At a regular meeting on Thursday, Nov. 18, Forsyth County Commissioners voted to levy and collect an annual ad valorem tax to provide funds for the school board, saving taxpayers over $7 million. Commissioners also held the first of two public hearings for the modifications for the short-term rental and stormwater management ordinances.


Ad Valorem Tax

Commissioners unanimously approved a resolution brought by the Forsyth County Board of Education, which County Attorney Ken Jarrard said would allow the school system to refinance its debts to save Forsyth County taxpayers a sum of $7.17 million.

Jarrard said the Board of Education has old debt to pay from 2013 and 2014 and by approving the resolution, the board could “get a better rate based upon, hopefully, lowered interest rates that saves the taxpayers money.”

“That is what the Board of Education is doing here,” Jarrard said. “It is basically some debt from 2013 and 2014 that is of a principal amount of $100 million and some change that they can in fact refund for a face amount of about $109 million.”

“[The Board of Education] went out to market their bonds and had extraordinarily strong demand,” he said. “They have a AAA rating from Moody’s and S&P and therefore were able to leverage an interest rate 10 basis points lower than they thought, resulting in a cumulative savings of $7.17 million.”

Chairwoman Cindy Jones Mills asked if the resolution had anything to do with the BOE’s recent E-SPLOST which passed in early November.

Jarrard said this was not necessarily “new debt” but “obligations [that the Board of Education is] already on the hook for; they have just come up with a way to save the taxpayers money on the way they’re paying it back.”


Short-term rentals

Commissioners held the first of two public hearings about proposed modifications to Ordinance 129, known as the short-term rental ordinance.

Jarrard said the ordinance would only apply to those operating short-term rental facilities in the agriculture (A1) or agricultural residential (Ag-Res) districts that have received a short-term rental conditional-use permit, or CUP

The change would reflect in the county’s code of ordinances that only the permits would only be allowed for agricultural zoning categories and that all short-term rentals would not be allowed unless owners are in full compliance with the code of ordinances and the county’s unified development code.

Jarrard said there are operators in A1 and Ag-Res districts that believe “they might be grandfathered in” and that the board has not addressed those situations.

“I believe the better play [right now] is to simply make it absolutely clear that the [short-term rental] permitting mechanism only has applicability to those that have … received a [conditional-use permit] for [short-term rental] activity and are in [agricultural] and [agricultural residential districts],” Jarrard said.

Mills asked if individuals operating and advertising their short-term rental facilities without having received a permit is illegal.
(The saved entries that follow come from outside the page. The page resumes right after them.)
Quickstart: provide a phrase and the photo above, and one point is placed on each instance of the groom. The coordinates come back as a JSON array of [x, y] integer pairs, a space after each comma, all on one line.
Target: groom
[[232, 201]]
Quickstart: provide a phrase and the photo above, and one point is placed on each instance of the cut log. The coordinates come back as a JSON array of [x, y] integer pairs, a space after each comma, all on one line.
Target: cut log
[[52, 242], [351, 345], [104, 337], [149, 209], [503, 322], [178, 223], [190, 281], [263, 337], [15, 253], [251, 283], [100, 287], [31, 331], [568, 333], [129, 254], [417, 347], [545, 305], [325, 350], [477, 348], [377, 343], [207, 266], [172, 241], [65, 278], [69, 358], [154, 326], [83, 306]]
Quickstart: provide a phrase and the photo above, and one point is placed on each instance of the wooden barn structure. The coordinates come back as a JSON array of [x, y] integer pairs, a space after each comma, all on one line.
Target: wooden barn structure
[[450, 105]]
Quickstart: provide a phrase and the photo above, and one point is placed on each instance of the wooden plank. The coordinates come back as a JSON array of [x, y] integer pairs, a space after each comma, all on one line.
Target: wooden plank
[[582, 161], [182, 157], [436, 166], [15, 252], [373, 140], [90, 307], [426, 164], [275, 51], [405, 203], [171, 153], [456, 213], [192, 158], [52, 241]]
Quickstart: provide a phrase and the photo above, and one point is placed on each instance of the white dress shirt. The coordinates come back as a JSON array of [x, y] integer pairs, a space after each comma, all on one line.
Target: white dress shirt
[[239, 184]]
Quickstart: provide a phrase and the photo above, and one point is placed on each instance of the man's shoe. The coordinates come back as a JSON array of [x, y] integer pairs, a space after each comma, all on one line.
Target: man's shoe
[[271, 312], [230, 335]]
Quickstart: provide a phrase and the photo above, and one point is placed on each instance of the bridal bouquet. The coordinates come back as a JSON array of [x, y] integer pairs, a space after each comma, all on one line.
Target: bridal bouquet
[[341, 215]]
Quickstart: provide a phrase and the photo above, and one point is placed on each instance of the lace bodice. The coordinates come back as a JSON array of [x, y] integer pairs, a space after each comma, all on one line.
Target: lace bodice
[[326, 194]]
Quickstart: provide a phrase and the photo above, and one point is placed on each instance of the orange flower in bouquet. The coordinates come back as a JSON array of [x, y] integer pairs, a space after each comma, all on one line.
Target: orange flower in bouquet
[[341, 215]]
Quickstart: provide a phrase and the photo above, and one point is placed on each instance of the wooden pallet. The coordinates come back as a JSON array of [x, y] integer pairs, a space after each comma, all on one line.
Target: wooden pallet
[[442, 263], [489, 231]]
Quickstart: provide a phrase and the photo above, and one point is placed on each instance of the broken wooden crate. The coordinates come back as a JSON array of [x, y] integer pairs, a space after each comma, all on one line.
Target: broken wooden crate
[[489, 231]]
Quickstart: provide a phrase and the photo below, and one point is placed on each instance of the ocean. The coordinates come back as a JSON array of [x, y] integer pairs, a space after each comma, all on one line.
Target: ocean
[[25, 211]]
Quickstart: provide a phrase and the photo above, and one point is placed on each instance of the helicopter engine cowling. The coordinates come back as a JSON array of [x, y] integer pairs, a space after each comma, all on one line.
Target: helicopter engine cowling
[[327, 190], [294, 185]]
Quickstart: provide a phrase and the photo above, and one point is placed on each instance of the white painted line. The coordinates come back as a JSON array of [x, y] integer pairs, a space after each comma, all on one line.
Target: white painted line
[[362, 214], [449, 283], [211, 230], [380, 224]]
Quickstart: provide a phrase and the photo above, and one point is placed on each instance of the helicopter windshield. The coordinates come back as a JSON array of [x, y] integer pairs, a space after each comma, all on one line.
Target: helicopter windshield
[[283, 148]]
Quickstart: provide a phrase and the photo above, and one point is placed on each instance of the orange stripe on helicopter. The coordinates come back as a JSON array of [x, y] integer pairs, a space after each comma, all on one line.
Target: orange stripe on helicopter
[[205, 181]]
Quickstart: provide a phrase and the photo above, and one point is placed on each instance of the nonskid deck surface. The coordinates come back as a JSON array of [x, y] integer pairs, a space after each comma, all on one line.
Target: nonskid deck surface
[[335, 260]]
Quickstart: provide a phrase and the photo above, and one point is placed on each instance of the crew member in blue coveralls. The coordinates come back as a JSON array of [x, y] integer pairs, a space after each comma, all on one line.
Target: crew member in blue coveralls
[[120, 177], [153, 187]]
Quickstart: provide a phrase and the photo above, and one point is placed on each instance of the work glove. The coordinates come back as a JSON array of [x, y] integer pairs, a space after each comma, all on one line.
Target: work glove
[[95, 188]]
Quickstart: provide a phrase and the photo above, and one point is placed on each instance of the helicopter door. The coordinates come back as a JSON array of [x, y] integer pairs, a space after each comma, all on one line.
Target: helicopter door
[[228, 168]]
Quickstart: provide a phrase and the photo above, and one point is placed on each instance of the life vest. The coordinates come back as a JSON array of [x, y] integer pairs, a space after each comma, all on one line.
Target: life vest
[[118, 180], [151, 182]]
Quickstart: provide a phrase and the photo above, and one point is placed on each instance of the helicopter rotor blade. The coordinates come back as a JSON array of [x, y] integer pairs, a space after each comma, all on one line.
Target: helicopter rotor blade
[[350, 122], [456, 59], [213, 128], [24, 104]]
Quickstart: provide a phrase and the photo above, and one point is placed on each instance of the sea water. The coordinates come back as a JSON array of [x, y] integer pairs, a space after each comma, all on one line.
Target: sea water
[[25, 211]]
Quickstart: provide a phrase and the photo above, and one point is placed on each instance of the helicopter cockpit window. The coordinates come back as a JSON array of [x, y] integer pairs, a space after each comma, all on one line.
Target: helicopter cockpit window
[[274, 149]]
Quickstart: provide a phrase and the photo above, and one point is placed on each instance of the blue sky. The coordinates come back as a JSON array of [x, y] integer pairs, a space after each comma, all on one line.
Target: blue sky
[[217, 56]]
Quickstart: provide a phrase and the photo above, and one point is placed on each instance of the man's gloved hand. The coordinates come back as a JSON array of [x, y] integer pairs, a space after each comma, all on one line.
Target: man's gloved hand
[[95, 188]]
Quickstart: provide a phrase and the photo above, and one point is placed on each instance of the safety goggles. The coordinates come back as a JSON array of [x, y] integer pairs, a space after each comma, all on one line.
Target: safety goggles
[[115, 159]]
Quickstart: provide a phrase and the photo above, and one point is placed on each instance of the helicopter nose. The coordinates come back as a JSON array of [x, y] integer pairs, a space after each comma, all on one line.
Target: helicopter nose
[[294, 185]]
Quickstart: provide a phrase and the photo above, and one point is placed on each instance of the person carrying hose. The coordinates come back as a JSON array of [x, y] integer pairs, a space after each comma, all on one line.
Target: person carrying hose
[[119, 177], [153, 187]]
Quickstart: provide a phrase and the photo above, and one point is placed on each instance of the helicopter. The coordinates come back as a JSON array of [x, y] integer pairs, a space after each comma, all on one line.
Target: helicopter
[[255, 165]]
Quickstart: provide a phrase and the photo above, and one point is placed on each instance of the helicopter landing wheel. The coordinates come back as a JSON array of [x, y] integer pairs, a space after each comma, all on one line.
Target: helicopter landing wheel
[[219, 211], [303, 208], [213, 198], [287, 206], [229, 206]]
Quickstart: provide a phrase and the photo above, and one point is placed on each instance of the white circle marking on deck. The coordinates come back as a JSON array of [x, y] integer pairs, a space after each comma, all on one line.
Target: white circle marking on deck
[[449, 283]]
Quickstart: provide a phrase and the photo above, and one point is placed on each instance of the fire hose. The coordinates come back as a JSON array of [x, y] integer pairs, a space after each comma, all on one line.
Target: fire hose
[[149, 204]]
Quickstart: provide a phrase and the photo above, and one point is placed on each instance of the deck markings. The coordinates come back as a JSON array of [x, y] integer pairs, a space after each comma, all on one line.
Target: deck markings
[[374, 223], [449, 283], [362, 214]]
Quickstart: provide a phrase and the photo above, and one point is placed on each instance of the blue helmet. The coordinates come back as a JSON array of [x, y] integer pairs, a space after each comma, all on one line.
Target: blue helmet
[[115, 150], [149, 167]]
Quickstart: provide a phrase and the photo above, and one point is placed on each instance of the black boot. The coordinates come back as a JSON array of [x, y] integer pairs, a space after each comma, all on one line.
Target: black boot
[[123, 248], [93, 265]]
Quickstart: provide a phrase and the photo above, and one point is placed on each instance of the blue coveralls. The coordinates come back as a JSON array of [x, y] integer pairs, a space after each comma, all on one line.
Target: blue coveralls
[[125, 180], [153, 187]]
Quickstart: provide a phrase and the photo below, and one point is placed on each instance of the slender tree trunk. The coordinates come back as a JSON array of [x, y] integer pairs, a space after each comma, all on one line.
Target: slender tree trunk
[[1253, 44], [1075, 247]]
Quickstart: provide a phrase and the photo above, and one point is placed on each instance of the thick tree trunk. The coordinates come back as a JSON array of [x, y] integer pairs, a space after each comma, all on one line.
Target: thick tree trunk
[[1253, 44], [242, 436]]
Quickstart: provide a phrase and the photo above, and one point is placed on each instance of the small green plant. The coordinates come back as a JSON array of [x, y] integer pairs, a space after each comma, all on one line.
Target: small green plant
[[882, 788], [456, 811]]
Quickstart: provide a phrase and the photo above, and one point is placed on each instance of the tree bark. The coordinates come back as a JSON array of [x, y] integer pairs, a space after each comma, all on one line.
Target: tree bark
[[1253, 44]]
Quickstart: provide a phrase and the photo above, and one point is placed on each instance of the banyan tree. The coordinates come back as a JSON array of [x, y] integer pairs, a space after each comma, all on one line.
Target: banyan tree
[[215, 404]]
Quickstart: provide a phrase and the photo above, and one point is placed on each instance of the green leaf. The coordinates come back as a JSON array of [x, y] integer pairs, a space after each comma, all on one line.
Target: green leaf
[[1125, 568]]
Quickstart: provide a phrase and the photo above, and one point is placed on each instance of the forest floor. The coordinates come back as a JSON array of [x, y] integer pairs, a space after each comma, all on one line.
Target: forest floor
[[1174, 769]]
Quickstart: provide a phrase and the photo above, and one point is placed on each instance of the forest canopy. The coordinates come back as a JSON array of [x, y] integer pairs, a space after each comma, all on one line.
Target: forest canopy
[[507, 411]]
Jarrard said that would be considered “impermissible.”

The purpose of the short-term rental ordinance is to “establish standards …, minimize adverse effects of … uses on surrounding residential neighborhoods and preserve the character of neighborhoods.”

The ordinance does not regulate hotels, motels, inns or any other non-vacation type of rental agreements.

Stormwater management

Commissioners held the first of two public hearings for proposed modifications to the county’s stormwater management code to ensure compliance with the Georgia Environmental Protection Division’s model ordinance.

Renee Hoge from the county’s department of engineering presented the item, explaining that the recent updates to the Municipal Separate Storm Sewer System permit have resulted in the need to update existing regulations.

Regulations needing an update include the need to “retain the first … inch of rainfall on the site to the maximum extent predictable and develop a practicability policy” and the application “of stormwater management standards to linear transportation projects (roads) and develop a feasibility program.”

District 3 Commissioner Todd Levent said that to help HOAs that take over their neighborhoods’ storm watermanagement from developers, the county’s website has the ordinance, addendums and other information published online at under the Department of Engineering tab.